As part of its strategy, Eros, which produced movies like comedy drama Shubh Mangal Saavdhan, Rajkumar Rao-starrer Newton and Amole Gupte-directed Sniff in 2017, is now only investing in films which are low cost, have a high return on investment (RoI) and are suitable for digital platforms. “We are not making flashy, big-star and big-budget movies. That is a good strategy because it fits the digital pipeline; the whole riskiness and box office dependence is going away,” said Deshpande, adding the company has commissioned six films which will be released directly on Eros Now.
Launched in 2014, Eros Now has 3.7 million paying subscribers, which the company expects to touch 6-8 million by March. Eros Now charges Rs50 a month for streaming content and Rs100 a month for downloading and watching the content offline.
Although the platform is film-heavy with Eros’s library, the company is working on launching one or two digital series every month. “We are trying to make edgy series. We are doing a series on human trafficking starring Radhika Apte. We are also working on a comedy one,” said Deshpande.
Eros’s strategy comes in response to an overall decline in the film exhibition business. Revenue from domestic theatrical releases saw a 1.6% decline in 2016 to Rs9,980 crore, down from Rs10,140 crore in 2015, according to the Indian Media and Entertainment Report 2017 released by lobby group Ficci and consulting firm KPMG, in March.
The number of movies which were able to record a positive return on investment also declined from 27 in 2014 to 18 in 2016.
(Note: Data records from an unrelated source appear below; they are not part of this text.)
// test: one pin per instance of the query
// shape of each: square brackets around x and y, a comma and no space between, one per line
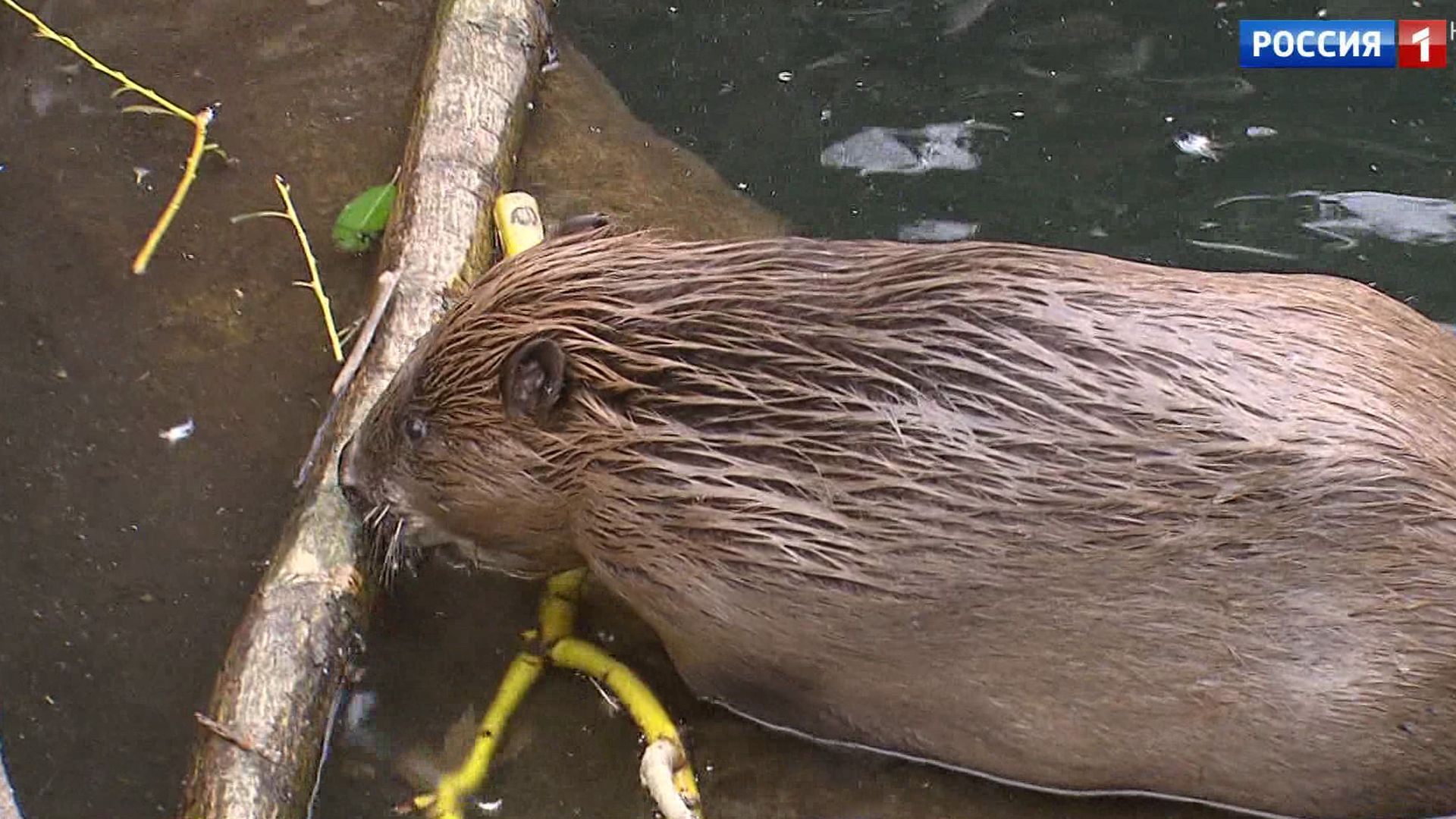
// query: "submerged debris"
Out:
[181,431]
[1199,145]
“On an industry level, the charm of big budget films with star cast appeal is going away as no such project is making money. Even the films which have been declared hit, there is nothing in the profit and loss accounts, when you actually look there. We were one of the first companies to call the trend,” added Deshpande.
Priyanka Chaudhary, director at Grant Thornton India Llp said today’s consumer is savvier, though star power continues to attract people to movies on weekends. Emergence of user generated content platforms, availability of niche and superior quality original content, access to fast and high speed data and affordable smartphones have created an ecosystem with a wide array of choices, she said. “These factors together impact every facet of content consumption. As these factors play out, it is imperative for companies to diversify their offering to cater to the fast evolving digital consumer,” Chaudhary said.
Earlier this year, Eros suffered a brief liquidity crisis ahead of the maturing o its $85 million revolving credit facility (RCF) on 31 March. Standard and Poor’s (S&P) had lowered its long-term corporate credit rating on Eros International to “B-” from “B+” and placed it on credit watch with negative implications. However, the firm won a last-minute reprieve from creditors by executing documentation to extend the maturity of the RCF by six months.
“We just did a $100 million dollar convertible bond. With this refinancing which is a quasi-equity instrument, our net debt is below $40 million. We are in a comfortable position. Some companies live to tell the tale, we are one of those,” said Deshpande.